Here’s a story of crazy ambition: restoring an ancient car when all that’s really left is its engine, and then attempting to break the speed record that the car itself set a hundred years ago. And just look at the car in question! It’s a Darracq, a strange and oddly beautiful monster with a vast engine of 25.4 litres.
On 30 December 1905 this car set the world land speed record of 109.65mph driving along a road in France. Amazingly it had only been finished two days earlier and never tested before achieving its record, although it had been specifically designed for speed.
Its current owner, Mark Walker, plans to break that speed on the very same road. A quixotic pursuit, you might think, and a dangerous one too.

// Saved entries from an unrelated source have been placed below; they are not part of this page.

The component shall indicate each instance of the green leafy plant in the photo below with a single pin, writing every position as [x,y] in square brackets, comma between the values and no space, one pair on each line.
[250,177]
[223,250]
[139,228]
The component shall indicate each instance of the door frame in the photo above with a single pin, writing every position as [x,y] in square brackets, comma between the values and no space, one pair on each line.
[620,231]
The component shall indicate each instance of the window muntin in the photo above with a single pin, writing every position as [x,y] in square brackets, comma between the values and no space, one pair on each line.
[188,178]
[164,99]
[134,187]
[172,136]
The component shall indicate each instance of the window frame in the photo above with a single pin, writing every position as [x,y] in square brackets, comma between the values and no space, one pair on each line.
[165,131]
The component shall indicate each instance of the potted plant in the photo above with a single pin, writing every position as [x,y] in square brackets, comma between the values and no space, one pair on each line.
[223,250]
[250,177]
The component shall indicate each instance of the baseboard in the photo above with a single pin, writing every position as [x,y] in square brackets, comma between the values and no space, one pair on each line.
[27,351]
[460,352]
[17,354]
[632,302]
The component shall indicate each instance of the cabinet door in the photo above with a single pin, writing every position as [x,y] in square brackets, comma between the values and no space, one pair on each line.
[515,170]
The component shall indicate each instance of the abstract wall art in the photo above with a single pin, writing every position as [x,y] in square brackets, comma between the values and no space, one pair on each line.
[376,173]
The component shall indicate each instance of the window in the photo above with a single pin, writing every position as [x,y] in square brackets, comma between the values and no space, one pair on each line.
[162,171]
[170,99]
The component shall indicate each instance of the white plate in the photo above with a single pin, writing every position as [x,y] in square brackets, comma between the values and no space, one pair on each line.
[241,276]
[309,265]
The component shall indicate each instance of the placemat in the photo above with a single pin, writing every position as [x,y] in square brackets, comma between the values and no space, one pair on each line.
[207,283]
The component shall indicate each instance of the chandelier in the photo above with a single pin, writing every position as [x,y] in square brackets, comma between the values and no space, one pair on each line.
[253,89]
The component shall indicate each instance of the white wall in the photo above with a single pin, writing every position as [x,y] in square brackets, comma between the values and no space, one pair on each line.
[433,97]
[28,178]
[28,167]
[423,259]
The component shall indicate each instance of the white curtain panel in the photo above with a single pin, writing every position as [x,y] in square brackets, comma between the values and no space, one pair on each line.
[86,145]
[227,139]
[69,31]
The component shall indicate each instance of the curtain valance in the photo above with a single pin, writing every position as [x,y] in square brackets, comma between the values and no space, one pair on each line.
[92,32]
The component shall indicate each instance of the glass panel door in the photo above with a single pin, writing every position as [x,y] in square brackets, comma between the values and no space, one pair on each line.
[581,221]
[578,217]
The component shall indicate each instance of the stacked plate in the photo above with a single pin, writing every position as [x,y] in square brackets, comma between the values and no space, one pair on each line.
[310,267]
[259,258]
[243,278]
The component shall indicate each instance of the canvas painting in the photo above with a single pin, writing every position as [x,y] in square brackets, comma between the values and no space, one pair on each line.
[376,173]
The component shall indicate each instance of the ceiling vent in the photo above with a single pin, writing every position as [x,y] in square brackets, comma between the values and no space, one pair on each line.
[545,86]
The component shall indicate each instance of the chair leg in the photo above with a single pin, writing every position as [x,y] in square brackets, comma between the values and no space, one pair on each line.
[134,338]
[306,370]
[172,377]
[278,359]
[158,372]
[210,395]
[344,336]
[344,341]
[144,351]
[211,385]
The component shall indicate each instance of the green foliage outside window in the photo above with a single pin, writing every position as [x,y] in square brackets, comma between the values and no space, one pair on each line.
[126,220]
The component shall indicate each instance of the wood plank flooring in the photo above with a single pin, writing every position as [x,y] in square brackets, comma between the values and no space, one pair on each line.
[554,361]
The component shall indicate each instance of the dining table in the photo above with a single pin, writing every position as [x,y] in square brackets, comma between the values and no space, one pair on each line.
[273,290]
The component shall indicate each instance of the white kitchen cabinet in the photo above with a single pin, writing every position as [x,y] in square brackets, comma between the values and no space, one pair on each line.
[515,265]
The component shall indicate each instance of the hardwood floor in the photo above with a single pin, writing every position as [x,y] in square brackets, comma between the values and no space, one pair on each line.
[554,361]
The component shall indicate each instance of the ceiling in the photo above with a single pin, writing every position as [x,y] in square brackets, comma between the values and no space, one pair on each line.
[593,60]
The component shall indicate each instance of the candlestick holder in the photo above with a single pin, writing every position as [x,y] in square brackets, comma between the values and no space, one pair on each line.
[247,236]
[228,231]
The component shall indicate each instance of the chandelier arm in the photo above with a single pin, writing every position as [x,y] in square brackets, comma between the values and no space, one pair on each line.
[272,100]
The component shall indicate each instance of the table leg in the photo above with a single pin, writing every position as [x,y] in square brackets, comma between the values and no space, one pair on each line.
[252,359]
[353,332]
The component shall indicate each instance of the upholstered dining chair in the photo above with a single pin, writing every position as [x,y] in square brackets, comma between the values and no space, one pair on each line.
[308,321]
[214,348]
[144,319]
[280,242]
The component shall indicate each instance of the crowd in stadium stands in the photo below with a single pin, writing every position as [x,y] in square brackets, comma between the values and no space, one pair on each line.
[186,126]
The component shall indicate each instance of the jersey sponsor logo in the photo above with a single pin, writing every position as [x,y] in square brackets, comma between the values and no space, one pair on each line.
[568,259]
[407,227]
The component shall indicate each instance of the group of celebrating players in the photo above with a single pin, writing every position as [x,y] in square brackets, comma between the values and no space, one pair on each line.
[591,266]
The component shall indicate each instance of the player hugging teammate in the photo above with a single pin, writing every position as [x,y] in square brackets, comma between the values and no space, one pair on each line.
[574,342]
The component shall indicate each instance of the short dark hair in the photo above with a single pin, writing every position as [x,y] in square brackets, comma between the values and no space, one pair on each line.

The original Darracq in 1905
Mark has been working for some years to restore the car. It had been bought from Darracq in 1906 by the splendidly named Sir Algernon Lee Guinness (part of the brewing family), who set several speed records culminating in the fastest time of the day and the car’s highest recorded speed of 121.57mph. Unfortunately, a few years later, Sir Algernon’s mother apparently insisted he clear out his junk from the family home, and the car was scrapped. Algernon, known as ALG, later hurriedly got the engine back from a local dealer, but only after the front and rear axles had been cut off.
So the car was a mess. Mark rebuilt it using all the remaining parts of the original that still existed, including the engine in its entirety, but he had to recreate everything else by turning to original photographs from the early 1900s. He enlarged the photos to such an extent that lettering could be read on the tyres, and was able to spot tiny details that he could then correct.
One mystery was a small brass button on the steering wheel. Mark ended up with a drawer full of a hundred brass buttons, none of them quite right. So of course he made one. It turned out that the button’s importance was rather high. It ‘cuts’ the engine, in order to change gear.
Now Mark is taking the old car out and about. The other weekend, for example, it was watched at the Curborough Sprint by Marcus, our sales director, who enjoyed seeing the 100-year-old beast going sideways into corners at crazy speeds. In fact it broke an Edwardian racing car record by a good seven seconds.
We’ll make sure Marcus keeps us up to date on the Darracq and Mark Walker’s escapades.